At the time of the prespecified interim analysis of this study, the median follow up was approximately 16 months and the median PFS by BICR review was Not Reached with ENHERTU® and was 6.8 months with KADCYLA® (HR=0.28; P= <0.0001). This represented a very statistically significant 72% reduction in the risk for progression or death with ENHERTU® compared to KADCYLA®. The investigator-assessed PFS was similar (25.1 versus 7.2 months, HR=0.26, P<0.0001). This PFS benefit was observed as early as 4 weeks and remained consistent throughout the follow up period. PFS was significantly higher with ENHERTU® in all prespecified key subgroups, including Hormone Receptor status, prior treatment with PERJETA®, visceral disease, number of prior lines of therapy, and the presence or absence of brain metastases. Majority of patients in the ENHERTU® group experienced a reduction in tumor size, and the ORR was significantly higher among patients in the ENHERTU® compared to those who received KADCYLA® (82.7% versus 36.1%; P<0.0001), with a near doubling of the Complete Response rate in the ENHERTU® group, at 16.1% compared to 8.7% in the KADCYLA® group. The estimated 12-month Overall Survival rate was 94.1% versus 85.9% respectively (HR=0.56; P=0.007), but was not considered significant as it did not cross the prespecified boundary for significance, likely due to the immaturity of the dataset.
Adjudicated treatment related Interstitial Lung Disease/pneumonitis was more common in the ENHERTU® compared with the KADCYLA® treatment arm, at rates of 10.5% and 1.9%, respectively and most of the events were Grade 1 or 2 in severity, and none at Grade 4 or 5 in either treatment group. Interstitial Lung Disease profile was of less concern, than was seen in previous trials of ENHERTU® in more heavily pretreated patients. All Left Ventricular Ejection Fraction decreases were Grade 1 or 2 and were seen in 2.7% of the ENHERTU® group and in 0.4% of KADCYLA® group. Other serious adverse reactions in patients who received ENHERTU® included, vomiting, pyrexia, and urinary tract infection.
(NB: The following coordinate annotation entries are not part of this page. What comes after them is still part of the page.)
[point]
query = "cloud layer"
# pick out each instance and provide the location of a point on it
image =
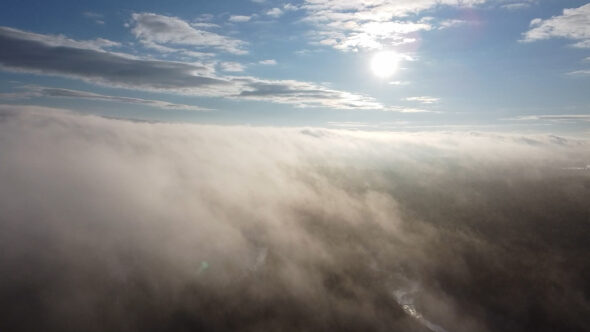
(36, 53)
(117, 225)
(574, 23)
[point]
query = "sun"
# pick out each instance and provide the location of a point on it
(385, 63)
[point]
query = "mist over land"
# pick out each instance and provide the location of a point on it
(113, 225)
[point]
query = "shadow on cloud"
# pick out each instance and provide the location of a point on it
(112, 225)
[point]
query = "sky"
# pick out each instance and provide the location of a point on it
(316, 165)
(386, 65)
The researchers concluded that ENHERTU® demonstrated a highly statistically significant and clinically meaningful improvement in Progression Free Survival, when compared to KADCYLA®, in patients previously treated with Trastuzumab and Taxane for HER2-positive metastatic Breast cancer, with manageable toxicities.
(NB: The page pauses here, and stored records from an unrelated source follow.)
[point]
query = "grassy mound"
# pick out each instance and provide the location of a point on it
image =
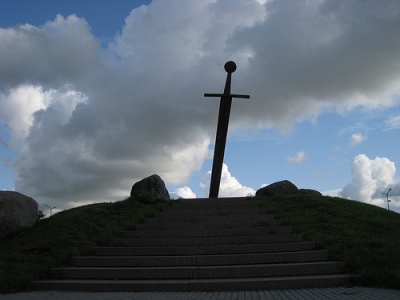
(31, 254)
(365, 237)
Trastuzumab deruxtecan (T-DXd) vs trastuzumab emtansine (T-DM1) in patients (Pts) with HER2+ metastatic breast cancer (mBC): Results of the randomized phase III DESTINY-Breast03 study. Cortés J, Kim SB, Chung WP, et al. Presented at: European Society for Medical Oncology 2021 Virtual Congress. September 16-21, 2021; virtual. Abstract LBA1.